でももう一人の人はもう何にもせずに、朝目覚める意味すらわからずに、いろんな事をほっておいて、
いろんな風に混乱して、カラスに自分の粘土をつつかれてしまっているのにも気がつかないで、
ただ時間が過ぎていくのを眺めている。
昨日には戻れないし、明日にはうまく行けない。
今日には名前がない。
どこに行けばいいのか精神的に迷子になってしまっている。
でもそんなの当たり前か。
どこに行けばいいのか、何をすればいいのかわかってる人なんて稀だから。
きっとその人には生まれた時から心の中にコンパスが付いていて、どっちに歩いて行けばいいか何となくわかったんだ。
それは虹の上を歩いた男だ。
僅かな時間で消えてしまう光に乗れた人の話だ。
多くの人は特別じゃない人生の中にいる。
たくさんの人に注目される必要もないし、何か、歴史に残るような仕事をするわけでもない。

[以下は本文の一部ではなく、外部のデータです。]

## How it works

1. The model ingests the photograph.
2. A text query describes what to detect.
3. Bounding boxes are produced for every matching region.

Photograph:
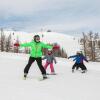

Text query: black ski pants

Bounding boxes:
[24,57,46,75]
[72,63,87,70]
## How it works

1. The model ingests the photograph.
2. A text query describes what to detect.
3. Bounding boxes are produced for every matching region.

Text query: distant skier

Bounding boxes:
[68,52,88,73]
[14,35,57,79]
[42,49,57,75]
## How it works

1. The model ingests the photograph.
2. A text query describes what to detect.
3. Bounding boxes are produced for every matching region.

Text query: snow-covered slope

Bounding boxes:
[4,31,80,55]
[0,52,100,100]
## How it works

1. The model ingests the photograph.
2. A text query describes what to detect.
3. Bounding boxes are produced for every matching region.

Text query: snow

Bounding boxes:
[4,31,80,55]
[0,52,100,100]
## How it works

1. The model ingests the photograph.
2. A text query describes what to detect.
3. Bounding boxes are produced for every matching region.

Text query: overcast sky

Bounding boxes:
[0,0,100,33]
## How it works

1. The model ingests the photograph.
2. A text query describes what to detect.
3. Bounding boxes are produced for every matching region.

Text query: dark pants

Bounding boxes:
[72,63,87,70]
[24,57,46,75]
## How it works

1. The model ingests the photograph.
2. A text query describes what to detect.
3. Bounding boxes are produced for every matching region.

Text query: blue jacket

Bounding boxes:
[69,55,88,63]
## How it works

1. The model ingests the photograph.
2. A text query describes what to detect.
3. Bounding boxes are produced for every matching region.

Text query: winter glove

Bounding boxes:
[53,45,60,50]
[68,57,70,59]
[14,43,20,47]
[55,62,57,64]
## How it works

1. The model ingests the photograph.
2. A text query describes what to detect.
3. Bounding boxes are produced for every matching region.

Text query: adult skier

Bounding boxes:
[14,35,57,79]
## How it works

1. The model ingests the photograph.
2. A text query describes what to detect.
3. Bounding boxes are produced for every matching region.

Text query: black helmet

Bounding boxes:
[34,35,40,42]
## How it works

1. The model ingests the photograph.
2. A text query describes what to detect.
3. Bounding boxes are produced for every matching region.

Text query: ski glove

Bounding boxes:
[14,43,20,47]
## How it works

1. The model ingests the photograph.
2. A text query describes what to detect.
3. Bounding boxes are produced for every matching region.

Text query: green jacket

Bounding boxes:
[20,41,52,58]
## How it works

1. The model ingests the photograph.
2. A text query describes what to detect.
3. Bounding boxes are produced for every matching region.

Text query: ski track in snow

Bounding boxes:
[0,53,100,100]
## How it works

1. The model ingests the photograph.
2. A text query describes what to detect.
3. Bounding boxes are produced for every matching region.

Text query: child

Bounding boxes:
[42,49,57,75]
[68,52,88,73]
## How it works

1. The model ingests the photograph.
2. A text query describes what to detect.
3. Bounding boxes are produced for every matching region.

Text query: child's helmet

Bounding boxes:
[48,49,52,55]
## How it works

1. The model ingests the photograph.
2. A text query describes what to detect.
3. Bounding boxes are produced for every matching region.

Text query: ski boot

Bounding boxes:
[43,74,47,79]
[51,72,56,75]
[72,69,74,73]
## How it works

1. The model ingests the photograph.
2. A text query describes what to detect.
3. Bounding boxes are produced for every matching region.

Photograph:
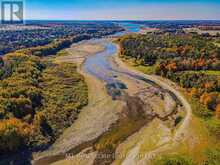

毎日雲の形をスケッチするみたいな、もう飽き飽きして、それでも何だか今日も空を見上げてしまう様な、そんな大層じゃない物語だ。
特別な事はほとんど起こらない。
でも特別なんだ。
その人にしか見えない景色の中で、その人にしか出来ない感じ方で物事を受け止めている。
僕たちが他の誰かになれた事なんてない。
ただそんな振りをするだけだ。

今日はあくびが止まんなくて、なんだか暖かい
春みたいな陽気の中でまどろんでいた。